In the mid-20th century, libraries were transferring deteriorating newspapers and such to microfiche/microfilm. Microfiche/microfilm readers became commonplace fixtures in libraries for some decades. There were also some portable readers but these never caught on.

@isaackuo @ZySoua I used those a lot back in the day-- many libraries still have old periodical collections on microfilm. When we were touring colleges for my daughter, at one point we were at a university library (Concordia in Montreal, I think) and I started rummaging in the microfilm drawers--she acted like I was disturbing a mysterious historical artifact and I explained that I was well familiar with these, it was just the old magazine collection. I think Asimov described far future galactic libraries on microfilm in the Foundation books.

@isaackuo @mattmcirvin @ZySoua Microfiche only stored IMAGES of the text though, not the text. That's an important distinction.

@negative12dollarbill @mattmcirvin @ZySoua Is it a relevant distinction, though? The "opton" device described by Stanislaw Lem in Return from the Stars seems to be a futuristic improvement over microfilm (which the protagonist from the past is familiar with).

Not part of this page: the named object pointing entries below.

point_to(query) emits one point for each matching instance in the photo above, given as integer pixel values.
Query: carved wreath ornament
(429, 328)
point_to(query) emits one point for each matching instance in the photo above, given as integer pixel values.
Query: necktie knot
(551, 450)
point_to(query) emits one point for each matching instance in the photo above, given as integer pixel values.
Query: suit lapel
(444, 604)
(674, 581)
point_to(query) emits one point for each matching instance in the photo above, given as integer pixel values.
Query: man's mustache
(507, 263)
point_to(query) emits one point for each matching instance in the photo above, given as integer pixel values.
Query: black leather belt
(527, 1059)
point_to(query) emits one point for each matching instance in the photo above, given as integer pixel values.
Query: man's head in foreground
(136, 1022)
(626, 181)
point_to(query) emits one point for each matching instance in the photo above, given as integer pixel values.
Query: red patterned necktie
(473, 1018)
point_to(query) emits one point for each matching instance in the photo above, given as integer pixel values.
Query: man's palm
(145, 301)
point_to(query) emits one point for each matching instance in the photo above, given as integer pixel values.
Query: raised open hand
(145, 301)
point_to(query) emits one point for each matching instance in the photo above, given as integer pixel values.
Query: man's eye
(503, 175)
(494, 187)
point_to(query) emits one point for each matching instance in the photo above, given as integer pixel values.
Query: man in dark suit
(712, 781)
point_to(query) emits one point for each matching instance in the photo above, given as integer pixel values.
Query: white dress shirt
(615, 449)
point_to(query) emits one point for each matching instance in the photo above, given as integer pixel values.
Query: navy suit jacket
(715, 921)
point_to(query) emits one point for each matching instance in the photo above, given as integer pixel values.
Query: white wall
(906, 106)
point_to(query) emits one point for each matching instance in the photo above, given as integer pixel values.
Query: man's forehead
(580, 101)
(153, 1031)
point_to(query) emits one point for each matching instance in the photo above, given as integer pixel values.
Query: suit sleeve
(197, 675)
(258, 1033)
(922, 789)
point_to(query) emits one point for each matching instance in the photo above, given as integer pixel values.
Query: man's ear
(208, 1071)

@negative12dollarbill @mattmcirvin @ZySoua I am, however, VERY curious where the idea of storing large amounts of information on crystals came from. 1961 is way too early for optical holography, but ...

Digging a bit, I see electron holography was used to record electron holograms to zinc oxide crystals in 1952, with 1nm resolution (two orders of magnitude better than today's UV photolithography).

And that's just the first crystal based recording technology of the period I found...

@negative12dollarbill @mattmcirvin @ZySoua So, using the latest futuristic 1950s technology, I could imagine an Opton being made out of a combination of an Aikens tube flat display and an electron hologram crystal. Instead of deflecting an electron beam with electromagnets, the electron beam is diffracted off the hologram crystal.

A worm screw mechanism incrementally rotates and advances the crystal for you to scroll from page to page.

@isaackuo @mattmcirvin @ZySoua
Images of text aren't searchable, copy-and-paste-able, editable, linkable, you can't render them in different sizes or fonts etc.

I remember the microfiche I used as being very well indexed sometimes, but even then, the index was just an image of text in itself.

@negative12dollarbill @mattmcirvin @ZySoua Okay, but so what? The Opton isn't described as having those capabilities.

However, the "Lecton" is described as being able to be set to any voice, tempo, or modulation. This is clearly more fancy that direct audio playback, perhaps alluding to adjustable playback speed and band filters to modify modulation and voice characteristics.

@isaackuo @mattmcirvin @ZySoua
I agree the description is ambiguous, and I agree the effect of reading it was somewhat similar to reading microfiche.

@negative12dollarbill @isaackuo @ZySoua the microfiche WAS the index at the county Central Library when I was in high school. The card catalog was on it. I loved using that thing-- felt really futuristic at the time, scrolling over the 2D landscape of micro-text.